Ich hebe den Blick und sehe dem Gast erstmalig ins Gesicht. Grüne Augen, dunkles Haar und ein Dreitagebart, für mich das entscheidende Accessoire für einen Mann. Warum ist mir nicht schon beim Blick zum Eingang aufgefallen, dass er nicht unattraktiv ist? „In Ordnung.“ Ich halte die Tür auf, und der Dunkelhaarige schlüpft an mir vorbei ins Café.

„Hatten Sie eine Feier?“

„So ist es.“ Ich deute auf einen Hocker am Tresen. „Es macht Ihnen nichts aus, Ihren Kaffee dort zu trinken?“

„Ganz im Gegenteil. Ich sitze gerne erhöht.“

Das bringt mich zum Lächeln. „Ich ebenfalls.“

Der Dunkelhaarige lacht. „Und ich befürchtete schon, Sie fragen mich, was das für ein blöder Anmachspruch ist?“

„Ist es das denn?“ Ich hebe eine Braue.

„Was denn?“

„Ein Anmachspruch?“ Staunend höre ich mir selbst zu. Bin ich etwa dabei zu flirten? Und das auf eine Art, die Terry zur Ehre gereichen würde?

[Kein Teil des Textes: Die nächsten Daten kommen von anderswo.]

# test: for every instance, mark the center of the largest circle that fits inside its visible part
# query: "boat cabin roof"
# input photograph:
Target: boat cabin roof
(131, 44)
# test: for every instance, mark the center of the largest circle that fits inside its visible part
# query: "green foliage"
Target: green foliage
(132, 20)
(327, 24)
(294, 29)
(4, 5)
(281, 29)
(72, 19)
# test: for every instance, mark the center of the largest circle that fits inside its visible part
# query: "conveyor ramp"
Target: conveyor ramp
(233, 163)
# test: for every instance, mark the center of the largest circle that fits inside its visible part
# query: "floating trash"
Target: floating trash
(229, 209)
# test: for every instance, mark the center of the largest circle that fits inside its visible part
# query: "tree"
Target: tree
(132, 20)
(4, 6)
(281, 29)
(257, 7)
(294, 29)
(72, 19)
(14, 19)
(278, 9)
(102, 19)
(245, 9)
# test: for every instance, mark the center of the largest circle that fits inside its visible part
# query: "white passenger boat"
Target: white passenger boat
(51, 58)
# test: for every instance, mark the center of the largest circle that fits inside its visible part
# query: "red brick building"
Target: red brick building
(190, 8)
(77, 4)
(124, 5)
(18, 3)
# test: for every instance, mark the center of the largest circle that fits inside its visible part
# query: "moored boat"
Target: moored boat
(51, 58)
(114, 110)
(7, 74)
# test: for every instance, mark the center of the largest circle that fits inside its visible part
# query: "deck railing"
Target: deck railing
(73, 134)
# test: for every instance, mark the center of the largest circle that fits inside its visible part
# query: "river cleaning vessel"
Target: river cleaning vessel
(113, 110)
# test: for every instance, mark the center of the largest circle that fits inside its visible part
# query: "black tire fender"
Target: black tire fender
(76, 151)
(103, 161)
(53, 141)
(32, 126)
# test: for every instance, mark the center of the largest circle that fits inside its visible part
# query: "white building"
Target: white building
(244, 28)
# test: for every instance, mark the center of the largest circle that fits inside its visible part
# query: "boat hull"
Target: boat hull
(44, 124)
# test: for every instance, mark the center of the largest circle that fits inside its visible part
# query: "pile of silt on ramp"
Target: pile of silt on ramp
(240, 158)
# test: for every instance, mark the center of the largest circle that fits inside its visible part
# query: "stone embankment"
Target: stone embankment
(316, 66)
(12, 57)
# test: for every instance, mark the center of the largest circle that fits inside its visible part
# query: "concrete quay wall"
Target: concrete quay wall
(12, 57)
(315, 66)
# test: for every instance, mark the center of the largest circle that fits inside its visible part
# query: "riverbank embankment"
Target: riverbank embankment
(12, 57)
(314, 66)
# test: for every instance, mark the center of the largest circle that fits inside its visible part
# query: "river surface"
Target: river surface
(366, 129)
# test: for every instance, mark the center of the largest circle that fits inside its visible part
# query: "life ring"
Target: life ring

Der Dunkelhaarige legt den Kopf schief und grinst mich an. „Vielleicht …“

Ja, er gefällt mir und ebenso, dass er kein Modeltyp ist wie Bruce. Das mag sich gemein anhören, ist aber durchaus positiv gemeint. Zu attraktives Aussehen wirkt einschüchternd. „Dann bin ich gespannt, was Sie sonst noch auf Lager haben.“ Ich gehe hinter den Tresen und klopfe den Siebträger der Kaffeemaschine aus. „Was darfs denn sein. Espresso, Cappuccino, Latte Macchiato?“

„Cappuccino bitte.“

„Kommt sofort.“

„Sind Sie Terry oder Linn?“, fragt er mit Blick auf den Schriftzug unseres Cafés, der oben an der Wand über der Theke hängt.

„Linn.“

Er streckt die Hand aus. „Conor.“ Nervös lachend, zieht er sie wieder zurück. „Zu förmlich, oder?“

Ich schlucke den frechen Kommentar, ob das ebenfalls ein Anmachspruch ist, runter und sage stattdessen: „Wir können uns auch duzen?“ Mal nicht diejenige zu sein, die die Nervosität lähmt, beflügelt mich.

„Gerne.“

„Bist du auf dem Weg zur Arbeit, Conor?“

„Sozusagen. Wobei es da keinen festen Ort gibt.“

„Das musst du mir genauer erklären.“ Ich serviere ihm den Cappuccino.

„Ich bin Journalist.“

„Hört sich spannend an.“

„Mehr, als es wirklich ist. Ich bin kein Enthüllungsreporter, sondern schreibe eine Kolumne für den Lokalteil. Was sich so in der City ereignet, von der Krankenhauseinweihung bis zum Tanzabend eines Seniorenheims.“

„Es sei denn, der Seniorentanz artet zum satanischen Ritual aus, weil der DJ versehentlich Ozzy Osbourne spielt.“

„Und das rückwärts, womit die geheime Botschaft sich direkt ins Unterbewusstsein bohrt.“

Wir lachen beide.

„Aber im Ernst – es muss nicht immer das große Drama sein.“ Ich streiche mir eine Haarsträhne hinters Ohr.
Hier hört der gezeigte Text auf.